T101 monoclonal antibody recognizes a pan-T-cell antigen present on normal T cells and also found in high concentrations in cutaneous T-cell lymphoma. We used this antibody, Radio-labeled with 111In, in gamma-camera imaging to detect sites of metastatic cutaneous T-cell lymphoma in 11 patients with advanced disease. In all patients, [111In]T101 concentrated in pathologically or clinically detected nodes, including those in several previously unsuspected nodal regions. Concentrations (per gram of tissue) ranged from 0.01 to 0.03 percent of the injected dose and were consistently 10 to 100 times higher than previously reported on radioimmunodetection. Focal uptake was seen in skin tumors and heavily infiltrated erythroderma but not in skin plaques. The specificity of tumor targeting was documented by control studies with [111In]chloride or [111In]9.2.27 (anti-melanoma) monoclonal antibody. Increasing the T101 dose (1 to 50 mg) altered distribution in nontumor tissues. These studies suggest that imaging with [111In]T101 may be of value in identifying sites of cutaneous T-cell lymphoma.
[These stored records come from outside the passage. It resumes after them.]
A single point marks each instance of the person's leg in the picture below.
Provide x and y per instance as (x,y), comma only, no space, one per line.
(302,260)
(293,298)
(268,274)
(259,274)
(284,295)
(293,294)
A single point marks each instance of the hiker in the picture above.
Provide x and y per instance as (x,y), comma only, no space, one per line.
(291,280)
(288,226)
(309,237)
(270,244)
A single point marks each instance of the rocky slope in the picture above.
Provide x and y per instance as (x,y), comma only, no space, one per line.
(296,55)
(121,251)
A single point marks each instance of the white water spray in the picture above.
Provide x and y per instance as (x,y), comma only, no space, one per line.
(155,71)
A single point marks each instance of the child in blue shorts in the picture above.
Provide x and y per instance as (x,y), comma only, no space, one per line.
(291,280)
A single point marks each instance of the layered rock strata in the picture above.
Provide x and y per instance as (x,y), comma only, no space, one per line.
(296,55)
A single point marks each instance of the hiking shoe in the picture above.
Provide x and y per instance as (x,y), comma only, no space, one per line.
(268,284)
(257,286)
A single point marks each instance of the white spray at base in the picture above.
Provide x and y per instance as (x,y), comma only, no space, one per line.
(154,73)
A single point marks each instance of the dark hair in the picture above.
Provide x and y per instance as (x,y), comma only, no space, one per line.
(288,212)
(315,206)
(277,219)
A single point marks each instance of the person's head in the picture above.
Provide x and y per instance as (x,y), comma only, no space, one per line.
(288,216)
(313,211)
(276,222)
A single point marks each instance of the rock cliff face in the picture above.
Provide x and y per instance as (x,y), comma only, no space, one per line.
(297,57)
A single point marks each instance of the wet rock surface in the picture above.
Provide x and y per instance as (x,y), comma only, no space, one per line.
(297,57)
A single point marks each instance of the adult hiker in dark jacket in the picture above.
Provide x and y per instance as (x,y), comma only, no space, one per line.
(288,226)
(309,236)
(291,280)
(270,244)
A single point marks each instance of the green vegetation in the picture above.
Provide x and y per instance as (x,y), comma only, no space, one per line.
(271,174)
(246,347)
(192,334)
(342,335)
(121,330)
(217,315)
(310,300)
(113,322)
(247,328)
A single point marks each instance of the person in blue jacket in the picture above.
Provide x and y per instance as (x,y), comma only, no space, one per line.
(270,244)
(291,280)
In contrast to the targeting of solid tumors, the mechanism of localization appears to be related to binding to T cells, which can then carry the radioactivity to involved sites. (N Engl J Med 1986; 315:673–80.), Routine pretreatment staging is of considerable importance in defining the natural history, clinical prognosis, and post-treatment evaluation of malignant lymphomas. Numerous staging procedures are required to assess the extent of visceral and nodal disease.1,2 Evaluation of extracutaneous disease in patients with the cutaneous T-cell lymphomas has been particularly difficult because of problems in histologic interpretation of tissue specimens and reluctance to perform invasive procedures in patients with these indolent lymphomas.3,4 Thus, improved, noninvasive staging methods are desirable in evaluating cutaneous T-cell lymphoma. Radioimmunodetection is an in vivo diagnostic approach that employs antitumor antibodies as carriers of radioactivity to tumor cells.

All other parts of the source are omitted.